Face à OpenAI, Google ou xAI, le français Mistral AI continue de défendre une conviction : l'intelligence artificielle de demain doit rester ouverte. Son directeur général et cofondateur, Arthur Mensch, a confirmé l'arrivée d'un nouveau modèle "cet été", disponible en open-weight, c'est-à-dire avec ses poids publiés. Un accès anticipé est ouvert dès juillet pour des partenaires issus de la recherche, du secteur public et de l'industrie.
"Ce modèle, comme les suivants, sera en open-weight. Nous pensons que c'est essentiel pour la confiance de nos clients", a résumé Arthur Mensch. L'idée est simple : un système que l'on peut posséder, inspecter et auditer inspire davantage confiance qu'une boîte noire accessible uniquement via une interface fermée.

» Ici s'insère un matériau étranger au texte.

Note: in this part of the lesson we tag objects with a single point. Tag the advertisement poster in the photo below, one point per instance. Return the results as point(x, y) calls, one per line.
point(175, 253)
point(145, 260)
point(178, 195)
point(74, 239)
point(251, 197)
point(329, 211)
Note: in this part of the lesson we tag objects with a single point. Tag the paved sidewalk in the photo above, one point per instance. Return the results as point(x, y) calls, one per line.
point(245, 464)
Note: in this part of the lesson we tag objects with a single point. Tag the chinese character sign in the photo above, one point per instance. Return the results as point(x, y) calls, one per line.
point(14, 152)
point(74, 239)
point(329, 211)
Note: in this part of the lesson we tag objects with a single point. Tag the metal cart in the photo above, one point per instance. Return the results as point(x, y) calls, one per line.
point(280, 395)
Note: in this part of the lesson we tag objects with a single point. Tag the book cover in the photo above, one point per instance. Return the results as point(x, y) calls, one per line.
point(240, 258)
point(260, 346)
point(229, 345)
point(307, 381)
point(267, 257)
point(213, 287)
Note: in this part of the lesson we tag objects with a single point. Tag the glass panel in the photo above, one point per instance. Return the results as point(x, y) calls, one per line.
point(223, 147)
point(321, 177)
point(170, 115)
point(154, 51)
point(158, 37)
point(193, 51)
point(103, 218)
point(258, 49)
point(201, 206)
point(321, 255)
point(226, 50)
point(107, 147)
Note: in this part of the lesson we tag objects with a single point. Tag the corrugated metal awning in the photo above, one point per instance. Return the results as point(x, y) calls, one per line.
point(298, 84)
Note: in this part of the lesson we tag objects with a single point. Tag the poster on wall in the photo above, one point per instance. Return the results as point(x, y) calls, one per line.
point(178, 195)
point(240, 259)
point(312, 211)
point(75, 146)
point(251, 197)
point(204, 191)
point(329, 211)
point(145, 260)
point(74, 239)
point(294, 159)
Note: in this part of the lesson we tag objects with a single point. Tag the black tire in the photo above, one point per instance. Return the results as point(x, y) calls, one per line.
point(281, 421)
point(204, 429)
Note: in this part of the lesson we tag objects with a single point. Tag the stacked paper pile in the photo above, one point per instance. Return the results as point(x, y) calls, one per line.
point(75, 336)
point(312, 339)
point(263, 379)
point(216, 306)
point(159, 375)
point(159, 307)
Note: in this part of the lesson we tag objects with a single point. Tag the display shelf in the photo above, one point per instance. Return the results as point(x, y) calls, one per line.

Un argument qui parle aux administrations et aux entreprises européennes soucieuses de garder la main sur leurs données.
Une nouvelle famille de modèles "grosse mais parcimonieuse"
Sur le plan technique, Mistral décrit sa nouvelle famille comme "grosse mais parcimonieuse". Traduction : une architecture dite à mélange d'experts, qui découpe le modèle en de nombreux sous-réseaux spécialisés et n'active, pour chaque requête, que les quelques experts utiles. Résultat, un modèle qui affiche un très grand nombre de paramètres au total tout en gardant un coût de calcul contenu à l'usage. Son actuel modèle phare, Mistral Large 3, repose déjà sur ce principe, avec 675 milliards de paramètres au total mais 41 milliards actifs, sous licence libre Apache 2.0.

En parallèle, Mistral muscle sa plateforme grand public Vibe. Un espace Code permet désormais de développer directement dans le navigateur, au-delà des seuls outils en ligne de commande. Un espace Apps, encore en construction, vise à créer, héberger et partager des applications, avec des connecteurs de données et des enchaînements de tâches. Mistral cherche ainsi à se présenter non plus comme un simple laboratoire de modèles, mais comme une plateforme complète.
Un champion européen qui accélère
Ces annonces arrivent alors que Mistral grandit vite. Son chiffre d'affaires récurrent a dépassé les 400 millions de dollars début 2026, contre environ 20 millions un an plus tôt, et l'entreprise vise le milliard sur l'année. Valorisée autour de 11,7 milliards d'euros à l'automne 2025, elle discuterait une nouvelle levée d'environ 3,5 milliards de dollars, pour un total déjà proche de 4 milliards levés. En parallèle, elle bâtit ses propres centres de données en France et en Suède.
Ce que ça change. Pendant que les géants américains verrouillent leurs meilleurs modèles derrière des API fermées, Mistral parie sur l'inverse : publier les poids et vendre autour l'infrastructure et les services. Pour les administrations, les entreprises et les développeurs européens, c'est la promesse d'une IA de premier plan que l'on peut héberger soi-même, sans dépendre entièrement d'un fournisseur américain. Reste à voir si le modèle promis pour l'été tiendra la comparaison avec les ténors du secteur.